Caroline Ellison leaves Manhattan Federal Court in Manhattan, New York City on October 10, 2023
Caroline Ellison leaves Manhattan Federal Court on Tuesday
Ellison told the jury that Bankman-Fried ‘directed me’ to commit Fraud, and all the crimes ‘were committed with Sam’
Some have since earned praised for rejecting SBF’s money, particularly singer Taylor Swift. However, Lewis says that isn’t strictly accurate in her case: FTX had an agreement to pay the superstar between £20million and £25million a year to plug the company but it was Bankman-Fried and not Swift who eventually backed out of it, insiders told him.
The socially awkward geek never chased celebrities because he actually wanted to spend time with them, but simply for the access they might provide to their fans.
Making fatuous small talk at glitzy parties was, after all, anathema to a man-child who’d considered himself intellectually detached from almost everyone else from his earliest years.
According to Going Infinite, he was peculiar from the start. As a child, Sam — whose younger brother Gabe said they interacted as if they were ‘tenants’ in the same house — had no real friends and by the time he was eight, his mother, Barbara Fried, said ‘she had ‘given up on the idea that his wants and needs would be anything like other children’s’.
She recalls him asking her during a visit to an amusement park: ‘Are you having fun, Mom?’
By this, says Lewis, ‘he meant, Is this really your or anyone’s idea of fun?’
He devoured Harry Potter as a child but they were more or less the last books he ever read.
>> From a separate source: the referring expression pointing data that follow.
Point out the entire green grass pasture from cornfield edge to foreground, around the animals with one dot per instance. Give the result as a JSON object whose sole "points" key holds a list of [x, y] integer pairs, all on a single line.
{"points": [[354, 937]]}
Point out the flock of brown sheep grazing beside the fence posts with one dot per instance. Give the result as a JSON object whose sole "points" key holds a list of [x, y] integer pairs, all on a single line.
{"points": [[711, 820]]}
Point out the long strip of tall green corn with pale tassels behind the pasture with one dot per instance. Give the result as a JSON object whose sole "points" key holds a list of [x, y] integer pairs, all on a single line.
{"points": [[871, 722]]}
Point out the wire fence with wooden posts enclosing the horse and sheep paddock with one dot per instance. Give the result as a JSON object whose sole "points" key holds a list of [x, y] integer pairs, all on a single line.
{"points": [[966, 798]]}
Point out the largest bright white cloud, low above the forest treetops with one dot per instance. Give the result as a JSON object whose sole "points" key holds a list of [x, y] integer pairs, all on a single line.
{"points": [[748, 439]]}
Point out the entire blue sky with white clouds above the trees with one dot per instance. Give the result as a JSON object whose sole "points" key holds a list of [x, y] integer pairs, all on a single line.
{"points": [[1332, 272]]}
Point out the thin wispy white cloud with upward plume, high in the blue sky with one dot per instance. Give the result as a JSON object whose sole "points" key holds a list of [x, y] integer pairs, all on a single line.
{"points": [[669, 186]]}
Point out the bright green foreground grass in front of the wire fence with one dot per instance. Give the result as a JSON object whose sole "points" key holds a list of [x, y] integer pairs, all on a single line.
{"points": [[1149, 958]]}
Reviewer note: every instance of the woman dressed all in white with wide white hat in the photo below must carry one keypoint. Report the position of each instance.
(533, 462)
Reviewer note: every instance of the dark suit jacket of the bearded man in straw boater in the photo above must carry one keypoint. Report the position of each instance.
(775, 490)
He sneeringly wrote off Shakespeare plays as ridiculously plotted and poorly written.
SBF told Lewis: ‘There were some things I had to teach myself to do. One is facial expressions. Like making sure I smile when I’m supposed to smile. Smiling was the biggest thing that I most weirdly couldn’t do.’ He couldn’t even see the point[itals] of facial expressions, he added. His parents were ‘both a little afraid for, and of, their eldest son,’ says Lewis.
He excelled at maths and went to the Massachusetts Institute of Technology, one of America’s top universities, before working for a Wall Street financial trading firm.
He co-founded his own trading operation, Alameda Research, in 2017 and FTX two years later. His likeability now mattered far less than his ability to make money although he has always insisted he had noble intentions.
Others now say it was just a ruse to camouflage his greed and impress potential investors, Michael Lewis appears to believe SBF’s claims that he intended to give away everything he earned to good causes after becoming a disciple of a movement called ‘effective altruism’ that was founded by academics at Oxford University.
That wasn’t the only thing about him that impressed investors. His eccentricity — from sleeping on a giant beanbag by his desk at FTX’s headquarters to openly playing video games while taking crucial calls from investors and partners — convinced people who perhaps should have known better that he was a maverick genius.
It appears at least some of his peculiarity was inherited. Lewis reveals that while spending time under court-ordered home confinement earlier this year, SBF’s parents got him a German Shepherd, Sandor, that had been trained to kill on command.
The only problem was that the dog had been trained in German and while his parents knew the commands, SBF didn’t, leading to him living in dread of inadvertently telling his guard dog to rip him to pieces.
His mother intervened again, Lewis reveals, when Bahamian police came to arrest him last December. It transpires that as officers burst into his luxury apartment, SBF was locked in his bathroom arguing with her over her insistence that — at least for this moment of crisis — he dispense with the usual shorts and wear long trousers.
A court will now decide whether Bankman-Fried was indeed an immature but well-intentioned idealist or a shameless fraudster and conman.